2 The existing respondent and the proposed additional respondent have sought by notice of motion to have the hearing of the applicant's notice of motion deferred until a summons issued by those two companies in the New South Wales Court of Appeal can be dealt with. That summons seeks orders in the nature of a prohibition against this court from dealing with the applicant's notice of motion seeking to amend the proceedings. The reason given for the application to the New South Wales Court of Appeal is that a judgment of a Full Bench of this court, in a matter of Crowe v UCS Developments Pty Limited [2003] NSWIRComm 234, is wrong. The applicant opposes the deferral of the hearing of his notice of motion whilst the matter awaits determination in the Court of Appeal.

3 In my opinion, these proceedings and the competing interlocutory applications raise matters of some difficulty. On its face, this is a court of superior jurisdiction competent to deal with all matters concerning its own procedures and its own powers and jurisdiction. There is a statutory right of appeal established by the relevant legislation to a Full Bench of this court. The New South Wales Court of Appeal has a supervisory jurisdiction which it exercises from time to time, in matters which are appropriate. The difficulty that I face is that, as a matter of principle, an application to the New South Wales Court of Appeal does not ipso facto operate as a stay of these proceedings.

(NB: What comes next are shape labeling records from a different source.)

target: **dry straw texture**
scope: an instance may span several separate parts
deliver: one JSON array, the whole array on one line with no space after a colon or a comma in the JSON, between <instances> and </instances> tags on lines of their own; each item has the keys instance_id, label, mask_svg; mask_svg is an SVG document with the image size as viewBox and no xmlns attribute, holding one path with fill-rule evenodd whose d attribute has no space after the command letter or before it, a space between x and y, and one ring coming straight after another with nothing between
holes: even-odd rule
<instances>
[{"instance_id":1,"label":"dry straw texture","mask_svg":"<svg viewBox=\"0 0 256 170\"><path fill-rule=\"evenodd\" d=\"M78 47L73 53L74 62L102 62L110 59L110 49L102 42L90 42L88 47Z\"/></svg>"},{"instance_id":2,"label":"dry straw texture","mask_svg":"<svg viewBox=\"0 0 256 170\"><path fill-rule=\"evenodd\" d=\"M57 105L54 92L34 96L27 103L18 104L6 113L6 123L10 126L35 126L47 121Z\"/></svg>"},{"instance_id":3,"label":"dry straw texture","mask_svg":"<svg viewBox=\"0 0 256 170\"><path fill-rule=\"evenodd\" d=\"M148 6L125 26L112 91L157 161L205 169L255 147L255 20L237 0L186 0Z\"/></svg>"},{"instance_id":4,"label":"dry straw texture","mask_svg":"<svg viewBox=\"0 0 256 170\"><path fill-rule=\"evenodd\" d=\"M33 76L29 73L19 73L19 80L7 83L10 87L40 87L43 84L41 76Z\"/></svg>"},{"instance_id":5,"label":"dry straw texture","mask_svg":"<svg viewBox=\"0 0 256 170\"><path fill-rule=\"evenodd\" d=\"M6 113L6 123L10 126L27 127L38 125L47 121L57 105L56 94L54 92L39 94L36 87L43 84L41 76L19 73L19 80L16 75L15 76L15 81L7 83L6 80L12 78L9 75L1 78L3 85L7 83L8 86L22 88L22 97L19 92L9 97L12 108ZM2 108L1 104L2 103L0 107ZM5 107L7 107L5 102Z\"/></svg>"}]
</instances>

4 In addition, it is a fundamental basis for the cheap, speedy and effective administration of justice in New South Wales that judges at first instance should be allowed to determine all matters within their power and jurisdiction, and that the cost and distraction created within the appellate process should be undertaken in connection with appeals properly instituted according to the usual hierarchical structure of courts in this state. If it were to be otherwise then the tendency would be for all matters to be determined by appellate benches of courts. There is no indication that this is to be a basic approach to the administration of justice in this state. The submissions made by counsel with respect to the determination of the notice of motion filed by the respondents have touched upon the nature and extent to which the Crowe decision may impact upon these proceedings. For my part, I am of the view that this court should determine this matter in accordance with the general approach and the general principles to which I have referred. There can be no guarantee that the New South Wales Court of Appeal will agree to deal with the summons filed by the respondents. There can be no guarantee about the outcome and no indication can be given as to the time likely to be taken for the summons to be dealt with by the Court of Appeal and for any eventual judgment to be delivered. The one guarantee is that a certain level of costs will be incurred in that process. On balance I am of the opinion that this court should proceed to determine the applicant's notice of motion and the notice of motion filed by the respondents is therefore dismissed. I will hear the parties with respect to costs at the conclusion of the proceedings. I now intend to deal forthwith with the applicant's motion to amend the summons.